Who is being excluded by India’s vaccination strategy?

Who is being excluded by India’s vaccination strategy?

Of the 376 million COVID-19 vaccine doses that India had administered as of July 12, men had received 202 million, while women had received only 175 million. This gender gap in vaccine rollout exceeds the extent to which men outnumber women in the population, and is due to a number of factors, including the methods by which people can access vaccines. India is largely relying on digital tools to allocate vaccines, and men have greater digital access than women. Our analysis of survey data shows that India’s digital divide operates along lines of class as well as gender, putting the poor and women at greater risk.

To this point, any adult must use one of three digital portals—Aarogya Setu, Umang, or Cowin—to register for a vaccination appointment. These are meant to triage potential vaccine recipients, increasing efficiency and providing real-time information both to citizens (on vaccine availability and appointments) and the government (on vaccination progress). Older adults (age 45+) can receive vaccinations through on-site registration, but need a phone number to complete the registration process.

Pre-registration requires access to a smartphone or Internet, and sufficient digital fluency to set up a username and password, navigate through a timed, texted PIN verification process, and upload documents to the portal. Borrowing someone’s smartphone to register is complicated because the app does not allow anyone to register more than four individuals per ID—so larger households will require multiple user IDs.

This process is beginning to divide Indian society into those who will get vaccinated sooner—the older, the economically better off and the more educated and, then, those who are economically worse off and, now, at greater health risk because of digital exclusion.

Who are India’s digitally excluded? Nationally representative data from the 2018 Financial Inclusion Insights (FII) survey, which covered nearly 50,000 individuals across India, tells us that while over three-quarters of Indians have access to a phone, only 17% have a smartphone. A similar number—17% of respondents—had ever downloaded an app, and 23% had ever conducted an Internet search. While digital activity has grown since 2018, major gaps surely remain, particularly for the traditionally marginalized.

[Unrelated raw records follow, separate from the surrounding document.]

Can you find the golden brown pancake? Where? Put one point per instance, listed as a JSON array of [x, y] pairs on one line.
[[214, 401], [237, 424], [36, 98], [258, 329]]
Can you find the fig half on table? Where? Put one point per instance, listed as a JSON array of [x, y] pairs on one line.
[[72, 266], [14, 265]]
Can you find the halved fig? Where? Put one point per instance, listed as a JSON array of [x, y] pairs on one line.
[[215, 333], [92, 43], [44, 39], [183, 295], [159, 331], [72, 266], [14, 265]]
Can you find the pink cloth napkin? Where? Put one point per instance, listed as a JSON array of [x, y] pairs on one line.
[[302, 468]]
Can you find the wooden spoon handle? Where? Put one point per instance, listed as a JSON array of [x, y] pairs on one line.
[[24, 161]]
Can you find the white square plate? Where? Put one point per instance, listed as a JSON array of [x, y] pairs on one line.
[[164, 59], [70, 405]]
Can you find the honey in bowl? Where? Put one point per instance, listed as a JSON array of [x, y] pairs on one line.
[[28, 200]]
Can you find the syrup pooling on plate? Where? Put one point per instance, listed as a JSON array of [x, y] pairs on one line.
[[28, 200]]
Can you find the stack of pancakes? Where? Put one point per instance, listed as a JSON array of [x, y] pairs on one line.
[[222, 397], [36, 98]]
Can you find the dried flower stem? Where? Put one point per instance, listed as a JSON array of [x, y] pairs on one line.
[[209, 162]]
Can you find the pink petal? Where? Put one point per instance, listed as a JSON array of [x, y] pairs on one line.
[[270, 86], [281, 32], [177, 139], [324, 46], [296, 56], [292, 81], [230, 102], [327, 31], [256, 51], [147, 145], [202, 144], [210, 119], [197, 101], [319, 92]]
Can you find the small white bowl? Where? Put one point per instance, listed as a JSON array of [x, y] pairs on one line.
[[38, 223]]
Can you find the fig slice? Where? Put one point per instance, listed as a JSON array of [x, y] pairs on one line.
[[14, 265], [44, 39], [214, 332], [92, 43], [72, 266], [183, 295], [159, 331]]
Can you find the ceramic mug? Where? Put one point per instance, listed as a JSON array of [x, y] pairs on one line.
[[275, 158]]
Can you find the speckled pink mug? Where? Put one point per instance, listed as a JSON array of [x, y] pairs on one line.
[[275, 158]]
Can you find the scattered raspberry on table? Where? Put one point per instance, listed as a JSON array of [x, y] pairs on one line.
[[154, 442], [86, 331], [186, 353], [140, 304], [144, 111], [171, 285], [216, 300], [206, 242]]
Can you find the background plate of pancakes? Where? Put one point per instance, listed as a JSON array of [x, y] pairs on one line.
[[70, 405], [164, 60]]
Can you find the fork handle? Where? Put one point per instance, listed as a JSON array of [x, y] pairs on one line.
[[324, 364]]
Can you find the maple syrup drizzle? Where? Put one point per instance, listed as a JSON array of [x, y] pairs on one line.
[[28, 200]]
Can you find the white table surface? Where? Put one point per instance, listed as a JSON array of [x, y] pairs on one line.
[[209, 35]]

For instance, while roughly 60% of those with post-secondary education have a smartphone, ownership drops to just under 30% for those with a secondary education, and plummets to 7% for those with less than secondary. 70% of adult Indians fall in the last group. Similar disparities hold for digital fluency—defined as having ever either downloaded an application or searched the internet on a mobile phone. While close to 70% of those with post-secondary education are digitally fluent, this number falls to 11% for those with less than a secondary education.

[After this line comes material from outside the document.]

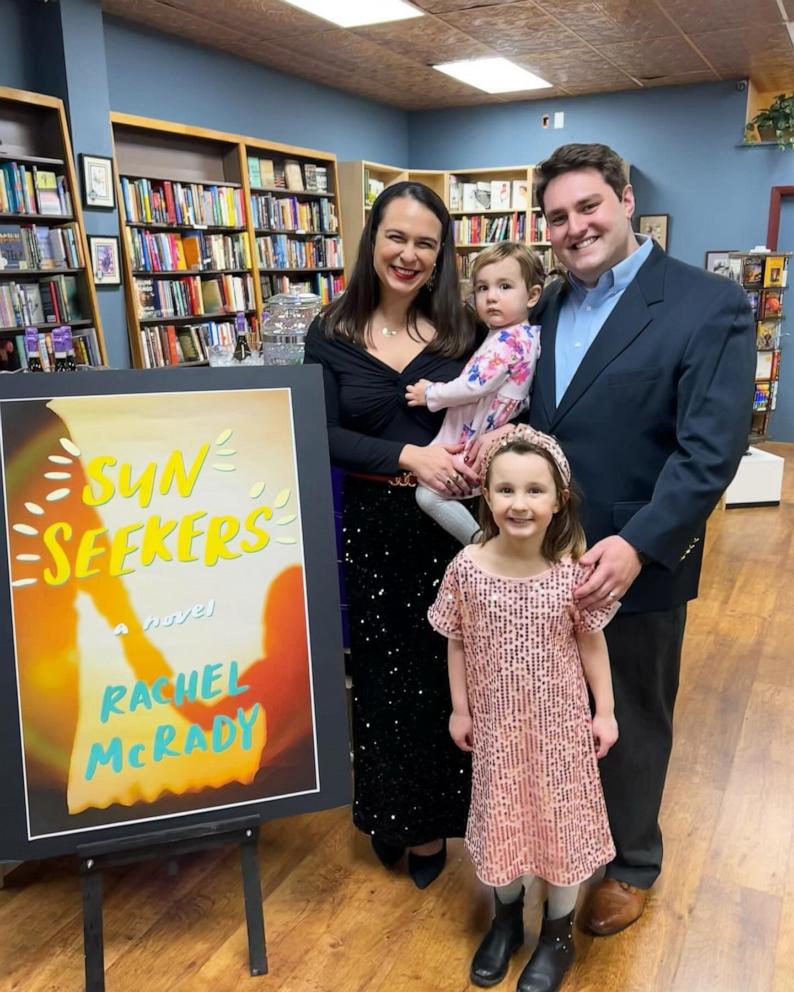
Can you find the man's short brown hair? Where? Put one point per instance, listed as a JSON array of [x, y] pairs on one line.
[[532, 271], [570, 158]]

Turning to gender, 75% of Indian men, but only 45% of women, reported owning a mobile phone. More relevant to the issues at hand, 24% of men, compared to under 10% of women, owned a smartphone, and 32% of men, but only 15% of women, were digitally fluent. Clearly, many women will depend on men to determine whether they receive vaccines.

What does it look like to be on the other side of the digital divide? Asha is a young migrant worker who, having witnessed COVID rage through Delhi, started searching for a vaccine in May. Because she is over 18 she is eligible for a jab. But because she is under 45, she cannot register in person at a local facility and must instead negotiate a complex web portal to reserve her spot in line. This is impossible for Asha, as she is illiterate. She also can’t fully outsource registration, which is linked to her phone number.

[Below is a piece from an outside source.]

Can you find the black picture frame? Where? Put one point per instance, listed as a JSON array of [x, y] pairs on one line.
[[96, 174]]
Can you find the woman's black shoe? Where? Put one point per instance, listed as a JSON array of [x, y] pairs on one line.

For now, Asha’s way out of this bind is to go to the house of a literate, well-off vaccinated couple twice a day so they can assist her in operating her own phone and trying to register. Even with this help, the system is complicated, though she has now successfully registered.

Asha is lucky, as millions in India, particularly women, altogether lack internet access. And, right now, this inequality of access could determine who lives and who dies. And it’s not just the fate of individuals that’s in question here. If more affluent neighborhoods consistently see high vaccination rates, and poorer communities are seeing few individuals vaccinated, even when India eventually hits overall vaccination rates that should, in theory, confer herd immunity, we could see new waves of the virus sweeping through these poorer communities—even as the rich are spared.

The problem with India’s approach is not that it is digital—there are excellent reasons to maintain a database that links individuals to contact information and vaccination status—but that for many it is digital only. A hybrid model that couples digital platforms with mediums that more readily reach the poor can begin to address accessibility inequities.

How could this work? People without smartphones could be allowed to pick up a physical ticket that secures their place in line for a vaccine at their local clinic, or health workers could help individuals pre-register with just a phone number. Appointment notifications could be delivered through SMS and automated voice calls, which are more likely to reach the 38% of Indians that have basic phones and some digital fluency. In our own research, automated calls to low-income, low-education populations have proven an effective means of contacting these households. Key to making this approach work would be working with the whole range of frontline workers—which extends beyond health workers to include local government officials, leaders of women’s self-help groups, and health workers—are fully vaccinated so they can reach the most marginalized with information and support to obtain vaccines.